July 23, 2005

Stupid War on Drugs

Yes, the War on Drugs is stupid. It has cost lots and lots of money, and for what? To put hundreds of thousands (more?) of people, who mostly only hurt themselves, in jail. Where we have to pay more to keep them locked up. And you know what? Drugs are still out there, plentiful and cheaper than they were before the war started. Has there been any benefit to this war, besides law enforcement agencies getting to confiscate and sell property of the accused?

In today's New York Times, John Tierney highlights a new absurdity of the war on drugs: arresting doctors who prescribe OxyContin. Is OxyContin a scourge?

The D.E.A. announced that in two years, there had been 464 OxyContin-related deaths, but most of the victims had taken other drugs, too, so the cause of death was uncertain. Ronald Libby, a political scientist at the University of North Florida, notes that even that figure is a minuscule fraction (0.00008 percent) of the number of OxyContin prescriptions written, and that it's dwarfed by the more than 32,000 people who die in the same period from gastrointestinal bleeding from other painkillers, like aspirin and ibuprofen.
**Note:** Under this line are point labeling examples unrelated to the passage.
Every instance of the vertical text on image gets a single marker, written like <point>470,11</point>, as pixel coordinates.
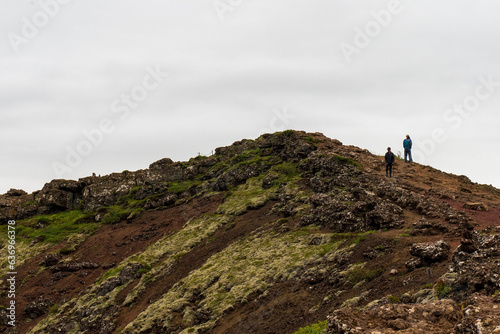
<point>11,275</point>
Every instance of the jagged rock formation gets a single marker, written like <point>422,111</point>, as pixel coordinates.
<point>265,236</point>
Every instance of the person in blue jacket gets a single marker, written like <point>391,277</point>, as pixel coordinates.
<point>407,146</point>
<point>389,161</point>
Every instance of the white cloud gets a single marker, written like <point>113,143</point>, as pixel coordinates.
<point>227,77</point>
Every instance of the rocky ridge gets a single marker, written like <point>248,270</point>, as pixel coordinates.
<point>215,244</point>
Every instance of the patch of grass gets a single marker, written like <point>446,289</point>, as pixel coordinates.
<point>311,140</point>
<point>57,227</point>
<point>318,328</point>
<point>110,273</point>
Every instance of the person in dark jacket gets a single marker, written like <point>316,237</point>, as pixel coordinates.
<point>389,161</point>
<point>407,146</point>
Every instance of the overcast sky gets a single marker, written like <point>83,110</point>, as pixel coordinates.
<point>106,86</point>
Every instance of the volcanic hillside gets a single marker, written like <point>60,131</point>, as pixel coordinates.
<point>291,232</point>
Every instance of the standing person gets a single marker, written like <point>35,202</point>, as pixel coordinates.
<point>407,146</point>
<point>389,161</point>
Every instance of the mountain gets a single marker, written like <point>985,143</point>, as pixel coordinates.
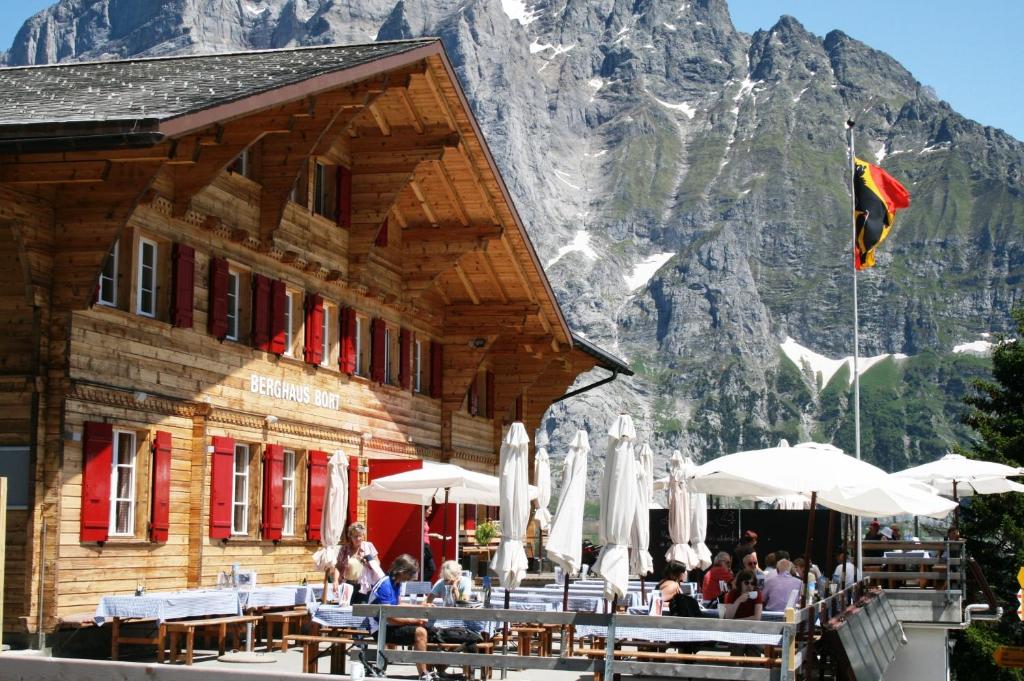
<point>686,187</point>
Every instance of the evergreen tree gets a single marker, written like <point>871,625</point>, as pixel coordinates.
<point>993,525</point>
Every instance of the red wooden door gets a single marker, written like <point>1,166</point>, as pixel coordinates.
<point>394,528</point>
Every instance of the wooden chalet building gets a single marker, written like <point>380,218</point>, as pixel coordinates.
<point>220,269</point>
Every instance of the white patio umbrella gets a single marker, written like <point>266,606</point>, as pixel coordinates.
<point>510,560</point>
<point>698,524</point>
<point>542,476</point>
<point>893,496</point>
<point>617,508</point>
<point>334,515</point>
<point>679,514</point>
<point>641,562</point>
<point>565,539</point>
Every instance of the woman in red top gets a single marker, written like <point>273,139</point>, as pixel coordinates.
<point>721,571</point>
<point>743,601</point>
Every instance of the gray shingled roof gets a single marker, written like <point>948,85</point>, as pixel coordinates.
<point>163,88</point>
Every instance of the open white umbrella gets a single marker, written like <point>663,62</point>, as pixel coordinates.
<point>617,508</point>
<point>542,476</point>
<point>679,514</point>
<point>334,515</point>
<point>565,539</point>
<point>893,496</point>
<point>641,563</point>
<point>510,560</point>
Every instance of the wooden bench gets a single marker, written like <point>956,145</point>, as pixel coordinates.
<point>187,627</point>
<point>310,650</point>
<point>284,619</point>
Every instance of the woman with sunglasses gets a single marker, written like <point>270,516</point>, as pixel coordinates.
<point>743,601</point>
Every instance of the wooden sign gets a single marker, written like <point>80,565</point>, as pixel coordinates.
<point>1010,655</point>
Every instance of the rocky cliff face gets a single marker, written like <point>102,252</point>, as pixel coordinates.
<point>685,184</point>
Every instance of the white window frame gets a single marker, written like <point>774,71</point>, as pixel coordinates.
<point>233,280</point>
<point>288,495</point>
<point>326,337</point>
<point>112,264</point>
<point>358,346</point>
<point>240,451</point>
<point>387,354</point>
<point>116,468</point>
<point>289,335</point>
<point>142,244</point>
<point>418,366</point>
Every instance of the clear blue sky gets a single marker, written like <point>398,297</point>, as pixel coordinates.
<point>969,51</point>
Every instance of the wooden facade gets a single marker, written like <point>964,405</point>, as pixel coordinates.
<point>143,327</point>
So aspirin and ibuprofen kill 60 times as many people as OxyContin (and the oxy deaths may be due to people having taken other drugs at the same time), yet the Oxy is the drug being pursued. And worse, this means they're taking doctors, already a resource that's becoming scarcer by the day, out of their offices and discouraging others from entering the field. Oh, and causing current doctors to not properly help patients suffering from physical pain:
But many doctors are now afraid to give painkillers to either kind of patient. The D.E.A. tried reassuring them by working with pain-management experts to produce a pamphlet setting out guidelines for doctors who want to avoid investigation. But last fall, the agency said it wasn't bound by the guidelines after all, and could investigate even when it had no reason to suspect a doctor.

At some point, will politicians and the public fix their rectal-cranial inversion problem and realize that the war on drugs is costing way too much money for no real benefit? Cancel it all, and try to do something more productive, like educate people about drugs.